Globalisation and digitalisation also helped push young buyers to auctions. These young buyers are very tech-savvy, scrolling social media like Instagram and WeChat, etc, to learn the latest collecting trends. They are also very used to buying online in the primary market so, when they come to auction, they often bid strongly on online sales without even seeing the actual timepieces in advance.
What is the ratio of vintage and modern watches in your auctions these days?
I would say vintage and modern timepieces are quite evenly distributed at our auctions. Vintage timepieces performed exceptionally well in our Spring Auctions in Hong Kong this May — our first evening sale “The Legends of Time” featuring 18 exceptionally rare vintage timepieces achieving 100 per cent sellthrough rate, totalling HK$144,435,000 (US$18,693,293 or €15,254,936).
Apart from Only Watch, what is the most important watch auction for Christie’s in the last quarter of this year?

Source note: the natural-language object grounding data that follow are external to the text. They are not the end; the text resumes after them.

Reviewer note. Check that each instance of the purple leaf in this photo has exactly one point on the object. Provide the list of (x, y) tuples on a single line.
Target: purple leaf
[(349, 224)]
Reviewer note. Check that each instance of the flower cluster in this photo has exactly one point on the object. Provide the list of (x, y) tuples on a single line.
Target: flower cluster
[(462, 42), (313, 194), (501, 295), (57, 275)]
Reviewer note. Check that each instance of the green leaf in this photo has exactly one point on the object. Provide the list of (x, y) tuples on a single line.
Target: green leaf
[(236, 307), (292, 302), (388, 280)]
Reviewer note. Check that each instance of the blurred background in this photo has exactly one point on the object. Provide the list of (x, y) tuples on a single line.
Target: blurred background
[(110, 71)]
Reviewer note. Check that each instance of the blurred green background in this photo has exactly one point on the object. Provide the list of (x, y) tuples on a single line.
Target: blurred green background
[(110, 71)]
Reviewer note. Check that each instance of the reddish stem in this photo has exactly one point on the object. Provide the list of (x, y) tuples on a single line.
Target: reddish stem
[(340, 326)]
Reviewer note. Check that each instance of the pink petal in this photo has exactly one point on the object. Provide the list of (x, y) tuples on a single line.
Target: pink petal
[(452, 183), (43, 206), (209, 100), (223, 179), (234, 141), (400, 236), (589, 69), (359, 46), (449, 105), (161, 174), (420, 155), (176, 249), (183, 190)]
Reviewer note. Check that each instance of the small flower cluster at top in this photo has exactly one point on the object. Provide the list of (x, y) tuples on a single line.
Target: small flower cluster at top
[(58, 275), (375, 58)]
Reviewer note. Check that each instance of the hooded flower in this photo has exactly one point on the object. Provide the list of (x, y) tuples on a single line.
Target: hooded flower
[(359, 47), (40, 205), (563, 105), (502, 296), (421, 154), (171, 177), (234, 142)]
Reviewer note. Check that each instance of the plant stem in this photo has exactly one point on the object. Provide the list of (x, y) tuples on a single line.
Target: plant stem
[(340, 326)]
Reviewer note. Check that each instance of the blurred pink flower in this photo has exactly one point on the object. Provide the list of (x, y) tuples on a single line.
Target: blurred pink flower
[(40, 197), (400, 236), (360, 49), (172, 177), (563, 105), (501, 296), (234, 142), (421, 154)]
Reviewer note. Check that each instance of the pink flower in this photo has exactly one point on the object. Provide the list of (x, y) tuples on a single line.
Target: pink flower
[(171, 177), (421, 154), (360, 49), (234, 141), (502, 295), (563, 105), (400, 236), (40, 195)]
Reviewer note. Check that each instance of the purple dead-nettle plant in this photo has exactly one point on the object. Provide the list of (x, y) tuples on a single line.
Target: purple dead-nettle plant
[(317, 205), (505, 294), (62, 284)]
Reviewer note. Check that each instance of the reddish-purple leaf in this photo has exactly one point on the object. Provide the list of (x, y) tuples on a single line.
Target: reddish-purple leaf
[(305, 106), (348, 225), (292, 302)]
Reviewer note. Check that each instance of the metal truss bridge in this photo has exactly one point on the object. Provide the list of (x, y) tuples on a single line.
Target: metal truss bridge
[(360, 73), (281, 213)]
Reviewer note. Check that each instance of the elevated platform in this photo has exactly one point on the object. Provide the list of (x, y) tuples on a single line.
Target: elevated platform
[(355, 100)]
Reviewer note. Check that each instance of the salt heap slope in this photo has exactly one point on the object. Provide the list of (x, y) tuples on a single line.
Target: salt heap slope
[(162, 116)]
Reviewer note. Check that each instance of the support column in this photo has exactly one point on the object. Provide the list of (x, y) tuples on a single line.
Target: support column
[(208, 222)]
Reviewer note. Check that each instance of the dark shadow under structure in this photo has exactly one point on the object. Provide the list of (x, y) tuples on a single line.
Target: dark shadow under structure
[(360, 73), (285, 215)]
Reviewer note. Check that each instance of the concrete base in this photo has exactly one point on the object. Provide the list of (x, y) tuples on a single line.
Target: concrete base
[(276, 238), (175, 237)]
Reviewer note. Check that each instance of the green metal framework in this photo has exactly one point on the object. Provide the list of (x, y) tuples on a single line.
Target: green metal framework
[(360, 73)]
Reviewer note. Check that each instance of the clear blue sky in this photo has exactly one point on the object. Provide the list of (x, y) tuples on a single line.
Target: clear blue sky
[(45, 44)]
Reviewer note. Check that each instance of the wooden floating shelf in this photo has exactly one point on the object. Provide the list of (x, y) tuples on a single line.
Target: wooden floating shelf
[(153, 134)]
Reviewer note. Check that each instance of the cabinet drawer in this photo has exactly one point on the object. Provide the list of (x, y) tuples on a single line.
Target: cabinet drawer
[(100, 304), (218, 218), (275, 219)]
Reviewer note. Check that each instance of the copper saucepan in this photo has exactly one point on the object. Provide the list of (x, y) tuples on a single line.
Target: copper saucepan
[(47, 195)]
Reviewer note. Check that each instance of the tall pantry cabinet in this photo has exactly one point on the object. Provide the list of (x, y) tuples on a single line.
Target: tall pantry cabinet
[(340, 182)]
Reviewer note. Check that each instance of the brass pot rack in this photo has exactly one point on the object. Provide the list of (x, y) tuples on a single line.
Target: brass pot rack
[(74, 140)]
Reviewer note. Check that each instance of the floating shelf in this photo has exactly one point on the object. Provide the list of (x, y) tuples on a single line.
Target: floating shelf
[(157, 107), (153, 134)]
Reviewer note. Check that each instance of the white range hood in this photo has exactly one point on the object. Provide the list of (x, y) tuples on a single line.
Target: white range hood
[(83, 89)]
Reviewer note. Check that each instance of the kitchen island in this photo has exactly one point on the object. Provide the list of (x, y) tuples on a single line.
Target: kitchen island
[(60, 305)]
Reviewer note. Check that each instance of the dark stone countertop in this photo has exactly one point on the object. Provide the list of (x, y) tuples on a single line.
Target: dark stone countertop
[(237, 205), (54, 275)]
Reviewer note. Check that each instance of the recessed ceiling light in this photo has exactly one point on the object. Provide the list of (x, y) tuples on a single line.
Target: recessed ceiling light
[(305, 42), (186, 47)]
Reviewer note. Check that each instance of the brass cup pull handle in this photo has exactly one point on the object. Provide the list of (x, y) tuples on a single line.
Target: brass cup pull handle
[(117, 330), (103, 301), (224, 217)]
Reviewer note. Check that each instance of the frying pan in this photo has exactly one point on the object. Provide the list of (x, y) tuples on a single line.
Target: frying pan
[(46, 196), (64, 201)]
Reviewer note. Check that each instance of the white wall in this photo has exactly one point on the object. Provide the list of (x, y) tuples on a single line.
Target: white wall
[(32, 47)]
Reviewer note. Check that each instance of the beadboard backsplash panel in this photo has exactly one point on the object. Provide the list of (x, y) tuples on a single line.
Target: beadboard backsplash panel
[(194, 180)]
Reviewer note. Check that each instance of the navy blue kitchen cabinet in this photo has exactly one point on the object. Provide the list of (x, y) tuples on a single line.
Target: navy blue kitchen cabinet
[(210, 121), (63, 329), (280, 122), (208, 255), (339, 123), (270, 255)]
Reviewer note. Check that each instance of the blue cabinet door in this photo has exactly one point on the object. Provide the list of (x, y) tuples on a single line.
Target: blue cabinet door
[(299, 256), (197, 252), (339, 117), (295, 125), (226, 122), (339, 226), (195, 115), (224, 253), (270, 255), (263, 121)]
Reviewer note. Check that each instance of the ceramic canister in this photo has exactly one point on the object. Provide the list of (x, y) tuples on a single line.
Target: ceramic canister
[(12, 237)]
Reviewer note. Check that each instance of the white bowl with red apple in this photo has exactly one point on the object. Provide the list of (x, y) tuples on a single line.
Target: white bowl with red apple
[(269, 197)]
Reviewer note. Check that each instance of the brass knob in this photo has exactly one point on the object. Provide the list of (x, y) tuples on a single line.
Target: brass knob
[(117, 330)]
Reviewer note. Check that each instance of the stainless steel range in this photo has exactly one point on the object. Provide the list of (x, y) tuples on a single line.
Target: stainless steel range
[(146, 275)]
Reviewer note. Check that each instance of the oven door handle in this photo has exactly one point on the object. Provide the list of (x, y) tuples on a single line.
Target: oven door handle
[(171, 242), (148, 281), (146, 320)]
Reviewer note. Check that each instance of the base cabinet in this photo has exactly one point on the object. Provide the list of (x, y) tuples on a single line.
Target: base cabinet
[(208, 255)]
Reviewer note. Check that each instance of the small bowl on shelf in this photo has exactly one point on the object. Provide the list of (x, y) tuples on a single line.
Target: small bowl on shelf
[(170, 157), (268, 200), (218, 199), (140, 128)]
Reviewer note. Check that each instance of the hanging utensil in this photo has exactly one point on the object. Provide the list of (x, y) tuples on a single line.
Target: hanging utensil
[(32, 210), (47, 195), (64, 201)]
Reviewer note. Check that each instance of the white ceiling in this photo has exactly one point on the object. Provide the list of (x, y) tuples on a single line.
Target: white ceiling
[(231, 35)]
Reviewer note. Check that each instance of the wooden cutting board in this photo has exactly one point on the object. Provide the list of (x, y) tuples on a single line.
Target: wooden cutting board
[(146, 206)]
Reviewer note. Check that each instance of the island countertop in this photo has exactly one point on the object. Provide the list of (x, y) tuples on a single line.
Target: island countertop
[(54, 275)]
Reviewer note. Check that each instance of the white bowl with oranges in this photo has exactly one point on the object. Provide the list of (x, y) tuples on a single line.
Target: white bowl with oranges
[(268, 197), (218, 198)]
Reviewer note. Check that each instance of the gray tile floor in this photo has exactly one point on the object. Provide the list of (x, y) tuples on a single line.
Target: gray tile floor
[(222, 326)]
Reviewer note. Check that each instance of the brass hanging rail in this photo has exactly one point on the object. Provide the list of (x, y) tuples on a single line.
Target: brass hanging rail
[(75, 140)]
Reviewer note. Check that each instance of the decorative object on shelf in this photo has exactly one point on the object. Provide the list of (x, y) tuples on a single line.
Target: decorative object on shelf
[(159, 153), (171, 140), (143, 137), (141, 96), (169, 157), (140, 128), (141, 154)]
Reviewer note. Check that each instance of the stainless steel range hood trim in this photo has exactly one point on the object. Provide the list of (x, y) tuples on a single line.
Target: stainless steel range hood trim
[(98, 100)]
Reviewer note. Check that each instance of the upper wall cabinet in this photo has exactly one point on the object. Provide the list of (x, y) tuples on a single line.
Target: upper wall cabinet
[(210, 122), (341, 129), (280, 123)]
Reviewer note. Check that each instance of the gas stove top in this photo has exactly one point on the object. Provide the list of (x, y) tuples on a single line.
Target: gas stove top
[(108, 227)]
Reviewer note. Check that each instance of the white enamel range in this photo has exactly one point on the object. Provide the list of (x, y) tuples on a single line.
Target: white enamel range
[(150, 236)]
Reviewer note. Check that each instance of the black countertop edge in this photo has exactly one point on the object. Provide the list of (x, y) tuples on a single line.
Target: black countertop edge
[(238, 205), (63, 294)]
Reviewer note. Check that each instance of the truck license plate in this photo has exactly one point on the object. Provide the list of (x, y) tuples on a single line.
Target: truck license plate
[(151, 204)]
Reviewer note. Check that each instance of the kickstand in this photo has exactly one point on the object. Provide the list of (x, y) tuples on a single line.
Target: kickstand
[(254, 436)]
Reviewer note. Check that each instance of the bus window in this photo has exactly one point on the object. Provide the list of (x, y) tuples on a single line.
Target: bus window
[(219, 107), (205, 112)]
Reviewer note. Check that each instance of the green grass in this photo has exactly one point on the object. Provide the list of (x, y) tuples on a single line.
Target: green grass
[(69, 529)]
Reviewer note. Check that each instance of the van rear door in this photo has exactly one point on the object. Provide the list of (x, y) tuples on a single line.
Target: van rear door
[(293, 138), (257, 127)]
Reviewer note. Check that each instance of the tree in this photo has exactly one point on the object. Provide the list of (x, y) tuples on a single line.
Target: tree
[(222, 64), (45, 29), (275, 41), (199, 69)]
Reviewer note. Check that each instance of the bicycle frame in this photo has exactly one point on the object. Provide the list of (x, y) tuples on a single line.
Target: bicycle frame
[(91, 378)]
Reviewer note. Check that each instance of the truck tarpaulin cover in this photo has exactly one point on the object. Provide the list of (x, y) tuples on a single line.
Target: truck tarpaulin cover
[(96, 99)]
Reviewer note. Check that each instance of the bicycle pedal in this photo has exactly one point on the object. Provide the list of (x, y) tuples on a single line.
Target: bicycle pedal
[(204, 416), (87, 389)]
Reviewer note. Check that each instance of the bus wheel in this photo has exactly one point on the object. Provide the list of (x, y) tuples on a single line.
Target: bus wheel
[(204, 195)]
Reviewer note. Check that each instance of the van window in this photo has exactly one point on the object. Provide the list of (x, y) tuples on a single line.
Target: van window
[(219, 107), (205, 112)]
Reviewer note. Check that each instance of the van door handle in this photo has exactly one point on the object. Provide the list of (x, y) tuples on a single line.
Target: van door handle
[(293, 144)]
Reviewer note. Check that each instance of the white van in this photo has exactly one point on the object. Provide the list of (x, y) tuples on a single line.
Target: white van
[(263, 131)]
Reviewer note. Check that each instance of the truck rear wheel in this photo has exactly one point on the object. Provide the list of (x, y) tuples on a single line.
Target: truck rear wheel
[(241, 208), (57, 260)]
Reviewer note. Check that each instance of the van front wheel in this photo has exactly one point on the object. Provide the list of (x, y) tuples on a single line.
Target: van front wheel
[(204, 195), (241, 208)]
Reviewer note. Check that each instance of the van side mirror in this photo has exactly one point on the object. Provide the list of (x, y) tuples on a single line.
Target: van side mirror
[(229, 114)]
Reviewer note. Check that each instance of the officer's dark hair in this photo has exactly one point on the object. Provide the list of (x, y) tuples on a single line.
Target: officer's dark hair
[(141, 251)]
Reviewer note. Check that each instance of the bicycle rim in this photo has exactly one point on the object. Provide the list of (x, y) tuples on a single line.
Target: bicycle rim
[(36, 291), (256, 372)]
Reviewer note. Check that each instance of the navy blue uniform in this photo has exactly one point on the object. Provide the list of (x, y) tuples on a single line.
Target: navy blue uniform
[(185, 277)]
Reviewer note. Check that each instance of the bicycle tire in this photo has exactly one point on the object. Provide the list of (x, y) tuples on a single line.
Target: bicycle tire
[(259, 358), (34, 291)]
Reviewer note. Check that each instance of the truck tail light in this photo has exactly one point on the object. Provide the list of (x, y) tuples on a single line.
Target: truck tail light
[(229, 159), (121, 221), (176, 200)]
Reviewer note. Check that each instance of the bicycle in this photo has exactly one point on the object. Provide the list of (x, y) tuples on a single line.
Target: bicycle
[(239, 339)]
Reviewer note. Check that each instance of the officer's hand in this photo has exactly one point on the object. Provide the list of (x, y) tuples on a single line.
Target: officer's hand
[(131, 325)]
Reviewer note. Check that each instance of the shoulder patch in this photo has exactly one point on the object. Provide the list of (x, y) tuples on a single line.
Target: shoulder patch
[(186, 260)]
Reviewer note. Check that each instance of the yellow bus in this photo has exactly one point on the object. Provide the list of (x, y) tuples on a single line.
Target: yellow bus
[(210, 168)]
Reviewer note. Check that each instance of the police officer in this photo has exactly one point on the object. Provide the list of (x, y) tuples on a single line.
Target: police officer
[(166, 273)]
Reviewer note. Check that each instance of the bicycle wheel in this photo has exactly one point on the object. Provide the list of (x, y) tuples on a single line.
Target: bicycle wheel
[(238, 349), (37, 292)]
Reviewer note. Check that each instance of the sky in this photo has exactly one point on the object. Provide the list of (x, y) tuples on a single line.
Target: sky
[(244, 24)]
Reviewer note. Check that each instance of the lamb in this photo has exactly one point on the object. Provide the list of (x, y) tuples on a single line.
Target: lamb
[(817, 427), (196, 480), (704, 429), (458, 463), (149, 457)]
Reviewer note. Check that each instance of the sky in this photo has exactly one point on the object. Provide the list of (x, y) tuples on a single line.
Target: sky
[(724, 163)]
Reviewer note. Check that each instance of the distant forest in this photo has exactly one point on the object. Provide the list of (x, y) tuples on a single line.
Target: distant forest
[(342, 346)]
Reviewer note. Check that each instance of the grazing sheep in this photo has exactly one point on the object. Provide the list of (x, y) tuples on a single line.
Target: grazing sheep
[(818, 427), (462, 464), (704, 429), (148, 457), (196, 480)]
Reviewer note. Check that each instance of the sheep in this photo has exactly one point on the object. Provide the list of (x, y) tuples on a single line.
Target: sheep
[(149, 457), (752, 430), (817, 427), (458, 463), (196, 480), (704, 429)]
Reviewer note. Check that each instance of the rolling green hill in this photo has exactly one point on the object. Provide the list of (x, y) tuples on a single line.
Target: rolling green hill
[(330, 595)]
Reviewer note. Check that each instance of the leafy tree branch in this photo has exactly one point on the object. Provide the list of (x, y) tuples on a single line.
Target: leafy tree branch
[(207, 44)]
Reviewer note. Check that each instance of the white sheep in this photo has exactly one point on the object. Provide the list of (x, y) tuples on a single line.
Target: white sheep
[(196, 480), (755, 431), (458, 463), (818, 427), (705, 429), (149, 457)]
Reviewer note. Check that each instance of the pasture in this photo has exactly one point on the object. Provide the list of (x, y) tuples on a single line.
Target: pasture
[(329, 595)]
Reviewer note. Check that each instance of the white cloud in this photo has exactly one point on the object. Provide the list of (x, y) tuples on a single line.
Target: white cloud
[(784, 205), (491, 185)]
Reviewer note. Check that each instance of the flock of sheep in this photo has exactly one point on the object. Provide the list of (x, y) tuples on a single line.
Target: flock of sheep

We are still working on consignments for the Autumn season (in November), but I can already share with you that in our upcoming online sale in Hong Kong, we are offering 222 lots in total with a low estimation of HK$21 million.
- READ MORE: The WOW Conversation: Only Watch
What do you think will be the next catalyst of change for watch auctions?
I think it’s going to be the digital space. We are more and more developing ourselves by using videos, podcasts, live pictures, artistic pictures and anything in the digital space that allows us to compensate for not seeing the watches in person.
Are there watches in your personal collection that you bought but do not wear because you want to preserve their condition and hence value?
I wear all of my watches in general.